Where you would want to use WorkItemOptions::TimeSliced
vs WorkItemOptions::None
?
Is it ever advisable to use CreathThread
over running a task on the thread pool for persistent work.
CodePudding user response:
WorkItemOptions::TimeSliced => preemptive multitasking
WorkItemOptions::None => cooperative multitasking
When do you want to use each one... difficult to say.
If you use None and all the threads in the thread pool are currently used, your task wont run until a thread finishes its job.
With TimeSliced each task is allowed a time slice, when the time is up, your task is paused and the thread switch to another task.
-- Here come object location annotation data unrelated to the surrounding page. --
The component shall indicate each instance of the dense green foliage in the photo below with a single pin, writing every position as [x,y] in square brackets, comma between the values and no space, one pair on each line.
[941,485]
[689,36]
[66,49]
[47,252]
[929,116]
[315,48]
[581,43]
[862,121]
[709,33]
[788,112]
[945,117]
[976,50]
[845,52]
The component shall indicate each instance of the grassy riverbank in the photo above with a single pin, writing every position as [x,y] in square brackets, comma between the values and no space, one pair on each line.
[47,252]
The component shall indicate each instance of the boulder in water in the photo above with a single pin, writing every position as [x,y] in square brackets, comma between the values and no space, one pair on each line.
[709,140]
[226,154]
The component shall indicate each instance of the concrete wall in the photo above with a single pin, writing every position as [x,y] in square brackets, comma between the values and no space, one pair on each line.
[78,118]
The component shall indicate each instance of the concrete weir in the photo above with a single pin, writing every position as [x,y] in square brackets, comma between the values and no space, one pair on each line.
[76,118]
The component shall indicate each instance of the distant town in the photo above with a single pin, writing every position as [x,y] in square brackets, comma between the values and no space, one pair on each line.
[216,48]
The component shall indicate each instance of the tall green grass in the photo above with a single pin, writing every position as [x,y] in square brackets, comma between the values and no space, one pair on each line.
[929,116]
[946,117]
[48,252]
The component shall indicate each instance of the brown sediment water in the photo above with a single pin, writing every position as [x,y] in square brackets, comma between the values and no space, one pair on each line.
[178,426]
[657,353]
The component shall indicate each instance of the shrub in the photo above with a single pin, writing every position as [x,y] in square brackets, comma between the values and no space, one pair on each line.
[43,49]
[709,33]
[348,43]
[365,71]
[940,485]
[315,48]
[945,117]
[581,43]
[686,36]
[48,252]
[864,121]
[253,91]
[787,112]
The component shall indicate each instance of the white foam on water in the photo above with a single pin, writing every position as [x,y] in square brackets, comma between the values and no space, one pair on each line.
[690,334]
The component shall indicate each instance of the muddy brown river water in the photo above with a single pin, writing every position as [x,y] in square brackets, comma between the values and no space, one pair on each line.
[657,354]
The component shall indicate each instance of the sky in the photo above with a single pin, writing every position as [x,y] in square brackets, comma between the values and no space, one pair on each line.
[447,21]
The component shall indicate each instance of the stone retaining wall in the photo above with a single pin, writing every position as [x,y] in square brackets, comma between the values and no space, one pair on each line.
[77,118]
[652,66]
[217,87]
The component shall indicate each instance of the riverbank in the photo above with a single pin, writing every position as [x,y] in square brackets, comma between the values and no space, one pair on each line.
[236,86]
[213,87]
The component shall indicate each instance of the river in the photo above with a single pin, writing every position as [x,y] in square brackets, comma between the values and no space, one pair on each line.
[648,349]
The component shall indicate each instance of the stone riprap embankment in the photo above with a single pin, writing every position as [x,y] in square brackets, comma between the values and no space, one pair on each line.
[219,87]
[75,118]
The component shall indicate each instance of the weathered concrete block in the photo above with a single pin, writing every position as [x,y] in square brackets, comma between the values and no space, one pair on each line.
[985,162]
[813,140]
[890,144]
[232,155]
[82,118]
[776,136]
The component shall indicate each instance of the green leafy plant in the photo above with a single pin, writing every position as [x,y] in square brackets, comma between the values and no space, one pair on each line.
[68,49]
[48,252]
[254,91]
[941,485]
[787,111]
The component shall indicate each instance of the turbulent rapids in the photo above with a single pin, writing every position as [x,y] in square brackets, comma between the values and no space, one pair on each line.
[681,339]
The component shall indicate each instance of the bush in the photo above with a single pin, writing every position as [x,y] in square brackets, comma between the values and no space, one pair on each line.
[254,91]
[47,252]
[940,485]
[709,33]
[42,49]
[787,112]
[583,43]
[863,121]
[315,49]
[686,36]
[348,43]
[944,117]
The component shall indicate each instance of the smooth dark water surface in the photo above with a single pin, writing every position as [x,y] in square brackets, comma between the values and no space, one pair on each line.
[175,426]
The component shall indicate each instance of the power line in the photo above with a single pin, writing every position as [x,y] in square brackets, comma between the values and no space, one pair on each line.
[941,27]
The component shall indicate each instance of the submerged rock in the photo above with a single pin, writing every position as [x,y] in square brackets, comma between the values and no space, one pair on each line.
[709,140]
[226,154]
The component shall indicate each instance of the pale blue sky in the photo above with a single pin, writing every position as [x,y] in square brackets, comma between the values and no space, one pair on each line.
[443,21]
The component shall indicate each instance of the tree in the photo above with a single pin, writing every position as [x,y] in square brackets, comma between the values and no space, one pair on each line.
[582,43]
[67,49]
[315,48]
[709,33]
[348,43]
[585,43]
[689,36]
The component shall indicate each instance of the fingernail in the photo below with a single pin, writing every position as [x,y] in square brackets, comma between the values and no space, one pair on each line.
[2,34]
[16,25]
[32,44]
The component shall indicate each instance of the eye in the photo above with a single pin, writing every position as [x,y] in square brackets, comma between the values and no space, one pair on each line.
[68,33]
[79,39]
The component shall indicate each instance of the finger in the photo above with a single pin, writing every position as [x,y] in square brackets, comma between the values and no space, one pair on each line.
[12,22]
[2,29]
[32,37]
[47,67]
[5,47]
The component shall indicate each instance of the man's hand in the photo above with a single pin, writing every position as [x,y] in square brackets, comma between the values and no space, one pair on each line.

This way, if you have 100 work items, but only 10 thread, all work items will progress, little by little, but 10x slower.
If you need to update something regularly, lets say a progress bar, you would rather use TimeSliced.
It is perfectly acceptable to use CreateThread for a long task. A render loop fit that description. This way you have your own thread to yourself to do whatever you want. Even though at the OS level, there is preemptive multitasking anyway, otherwise if your processor had only 2 cores, and you ran 3 threads, the 3rd thread would hang.
The main point of thread pools is to avoid creating new threads for every little task you want to do, because it incurs an overhead.